With the cold weather just around the corner, you may think you should give up cycling until spring. Well, think again. You can ride in ice and snow to get a good workout or to stick with your favorite mode of transportation to get from A to B. All it takes is a bit of preparation, some common sense, and these helpful tips to keep you and your bike upright, safe, and moving when there’s snow on the ground.
Dress for Success
You know you need to bundle up when it’s cold outside, but you should take extra care when you plan a bike ride. You may want to dress in layers, such as compression tights under thicker pants, and be sure to pay extra attention to your hands and head. Gloves are a must, as is a helmet and eye protection. If you are a snowmobile or snowboard fan, you may have a helmet for those activities that would work well for a snowy bike ride.
See the Light
Most urban bikes may already have a light, but if you don’t have one, be sure to get one and use it before you venture out. You want to be as visible as you can to other vehicles on the road or easy to spot on a trail. What looks like a sunny day can turn rapidly to cloudy or foggy, so that bike light is a little extra insurance to make sure other drivers know you are there.

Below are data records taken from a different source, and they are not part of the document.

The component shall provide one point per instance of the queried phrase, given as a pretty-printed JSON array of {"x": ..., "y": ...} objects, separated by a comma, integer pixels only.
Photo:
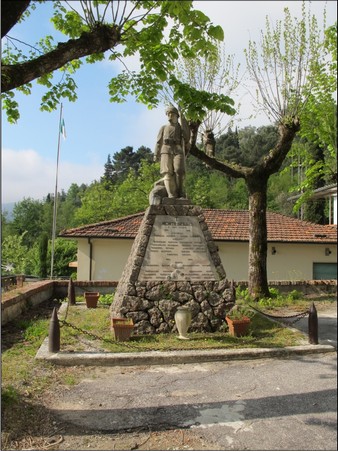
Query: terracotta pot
[
  {"x": 91, "y": 299},
  {"x": 238, "y": 327},
  {"x": 122, "y": 328},
  {"x": 183, "y": 321}
]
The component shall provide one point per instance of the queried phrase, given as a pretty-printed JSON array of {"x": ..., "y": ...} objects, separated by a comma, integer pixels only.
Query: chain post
[
  {"x": 313, "y": 325},
  {"x": 54, "y": 333},
  {"x": 71, "y": 292}
]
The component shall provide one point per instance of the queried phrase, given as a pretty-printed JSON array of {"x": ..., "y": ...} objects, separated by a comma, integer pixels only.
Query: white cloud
[{"x": 26, "y": 174}]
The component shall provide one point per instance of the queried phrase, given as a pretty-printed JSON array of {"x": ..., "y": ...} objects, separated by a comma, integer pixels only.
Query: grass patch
[{"x": 262, "y": 333}]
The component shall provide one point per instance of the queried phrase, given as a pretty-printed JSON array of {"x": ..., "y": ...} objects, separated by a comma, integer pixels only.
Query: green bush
[{"x": 106, "y": 299}]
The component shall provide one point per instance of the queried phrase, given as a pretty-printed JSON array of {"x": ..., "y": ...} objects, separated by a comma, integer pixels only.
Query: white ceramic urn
[{"x": 182, "y": 320}]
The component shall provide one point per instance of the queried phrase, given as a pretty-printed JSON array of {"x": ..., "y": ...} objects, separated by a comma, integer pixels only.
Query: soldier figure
[{"x": 172, "y": 145}]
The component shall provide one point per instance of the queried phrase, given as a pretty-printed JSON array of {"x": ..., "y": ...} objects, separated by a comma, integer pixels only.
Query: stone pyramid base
[{"x": 173, "y": 262}]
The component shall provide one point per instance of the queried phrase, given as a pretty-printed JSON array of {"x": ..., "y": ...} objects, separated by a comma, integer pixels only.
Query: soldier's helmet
[{"x": 172, "y": 109}]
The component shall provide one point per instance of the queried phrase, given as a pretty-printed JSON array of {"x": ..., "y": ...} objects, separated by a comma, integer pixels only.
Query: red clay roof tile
[{"x": 224, "y": 225}]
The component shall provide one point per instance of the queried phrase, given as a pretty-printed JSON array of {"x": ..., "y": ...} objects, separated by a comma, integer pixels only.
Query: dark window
[{"x": 324, "y": 270}]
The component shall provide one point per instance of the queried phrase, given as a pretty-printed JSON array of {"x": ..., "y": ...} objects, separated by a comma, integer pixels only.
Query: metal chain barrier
[
  {"x": 298, "y": 317},
  {"x": 65, "y": 323}
]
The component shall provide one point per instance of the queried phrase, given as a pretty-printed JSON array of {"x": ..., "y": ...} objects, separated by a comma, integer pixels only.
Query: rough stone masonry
[{"x": 173, "y": 262}]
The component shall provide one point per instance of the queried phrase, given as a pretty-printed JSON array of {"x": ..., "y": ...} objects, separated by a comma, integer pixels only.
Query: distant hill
[{"x": 8, "y": 208}]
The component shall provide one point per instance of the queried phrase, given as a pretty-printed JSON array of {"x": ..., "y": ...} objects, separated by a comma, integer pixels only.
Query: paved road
[{"x": 266, "y": 404}]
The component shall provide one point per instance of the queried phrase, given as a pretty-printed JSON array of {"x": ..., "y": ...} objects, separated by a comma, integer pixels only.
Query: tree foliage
[
  {"x": 157, "y": 32},
  {"x": 283, "y": 68}
]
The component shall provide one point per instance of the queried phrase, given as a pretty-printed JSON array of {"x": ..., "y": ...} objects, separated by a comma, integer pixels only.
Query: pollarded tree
[
  {"x": 155, "y": 31},
  {"x": 283, "y": 69},
  {"x": 319, "y": 125}
]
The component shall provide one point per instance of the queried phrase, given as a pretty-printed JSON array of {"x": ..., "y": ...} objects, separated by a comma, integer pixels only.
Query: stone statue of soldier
[{"x": 172, "y": 146}]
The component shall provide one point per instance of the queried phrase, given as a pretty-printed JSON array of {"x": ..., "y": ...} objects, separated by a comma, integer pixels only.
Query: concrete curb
[{"x": 172, "y": 357}]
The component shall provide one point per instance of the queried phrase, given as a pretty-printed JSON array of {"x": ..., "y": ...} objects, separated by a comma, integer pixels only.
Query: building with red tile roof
[{"x": 296, "y": 249}]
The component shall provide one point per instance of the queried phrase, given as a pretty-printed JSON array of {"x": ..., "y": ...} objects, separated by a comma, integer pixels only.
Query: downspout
[{"x": 90, "y": 258}]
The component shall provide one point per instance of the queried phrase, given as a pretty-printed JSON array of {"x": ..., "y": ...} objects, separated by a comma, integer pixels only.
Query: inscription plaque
[{"x": 177, "y": 251}]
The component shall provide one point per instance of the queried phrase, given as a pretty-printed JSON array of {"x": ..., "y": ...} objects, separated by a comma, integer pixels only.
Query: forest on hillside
[{"x": 123, "y": 189}]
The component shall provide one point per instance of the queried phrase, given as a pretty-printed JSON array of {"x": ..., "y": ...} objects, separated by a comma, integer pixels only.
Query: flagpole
[{"x": 55, "y": 197}]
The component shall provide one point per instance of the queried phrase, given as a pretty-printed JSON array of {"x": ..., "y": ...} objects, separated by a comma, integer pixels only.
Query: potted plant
[
  {"x": 238, "y": 321},
  {"x": 122, "y": 328},
  {"x": 91, "y": 299}
]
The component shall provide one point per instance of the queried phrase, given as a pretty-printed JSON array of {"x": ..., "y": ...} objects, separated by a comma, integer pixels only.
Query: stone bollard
[
  {"x": 71, "y": 292},
  {"x": 313, "y": 325},
  {"x": 54, "y": 333}
]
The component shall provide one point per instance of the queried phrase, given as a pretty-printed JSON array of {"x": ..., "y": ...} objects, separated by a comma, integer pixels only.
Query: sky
[{"x": 95, "y": 127}]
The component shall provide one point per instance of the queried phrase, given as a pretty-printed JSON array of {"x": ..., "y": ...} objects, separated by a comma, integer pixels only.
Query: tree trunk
[{"x": 257, "y": 274}]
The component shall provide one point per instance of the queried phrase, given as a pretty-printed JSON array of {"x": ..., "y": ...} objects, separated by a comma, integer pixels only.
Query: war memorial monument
[{"x": 174, "y": 261}]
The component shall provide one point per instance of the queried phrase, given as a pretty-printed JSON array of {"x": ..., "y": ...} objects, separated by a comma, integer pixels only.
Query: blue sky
[{"x": 95, "y": 127}]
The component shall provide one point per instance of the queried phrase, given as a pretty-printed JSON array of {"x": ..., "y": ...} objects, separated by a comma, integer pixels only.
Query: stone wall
[{"x": 152, "y": 304}]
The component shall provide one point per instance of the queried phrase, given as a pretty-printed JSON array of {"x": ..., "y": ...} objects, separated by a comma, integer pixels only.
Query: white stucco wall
[{"x": 292, "y": 261}]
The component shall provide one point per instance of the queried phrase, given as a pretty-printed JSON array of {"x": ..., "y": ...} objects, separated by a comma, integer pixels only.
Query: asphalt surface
[
  {"x": 234, "y": 402},
  {"x": 265, "y": 404}
]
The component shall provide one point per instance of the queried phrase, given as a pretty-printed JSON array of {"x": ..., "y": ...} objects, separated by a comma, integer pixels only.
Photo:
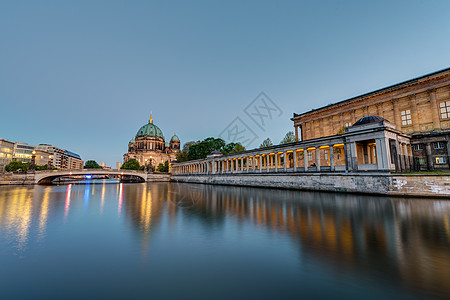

Another way to prepare for the snow is to adjust your tire pressure to improve your traction on a slippery road or trail. Women’s or mens hybrid bicycles or road bikes, thin or fat tires….it doesn’t matter which kind of bike you plan to ride, just make sure to let out some air for better surface ground-to-surface contact. You shouldn’t worry about popping your tires because the snow adds a little extra protection against it.
Forget About It
Clipping in and out when you ride may seem like second nature, but in the snow, you may be more likely to have a mishap. You can trade out your usual pedals for flat ones to allow you to wear a riding boot or even a hiking boot. Boots offer you extra warmth and better traction if you need to get off and walk your bike through tricky spots. You can look for riding boots wherever you see clips, accessories, or womens bikes for sale.
Clean Up Your Act
If you do plan to go bike riding in the snow, take the time to properly clean your bike before you put it away. All that snow, slush, and salty residue can build up on your bike, which may, in turn, shorten the life span of your bike. You won’t need any extra equipment or products; just a quick wipe down should do the trick.
When you follow these helpful tips, you can be prepared for the wintery conditions when you go for a ride. That’s great news, especially if you don’t want to spend the colder months hibernating instead of moving or training.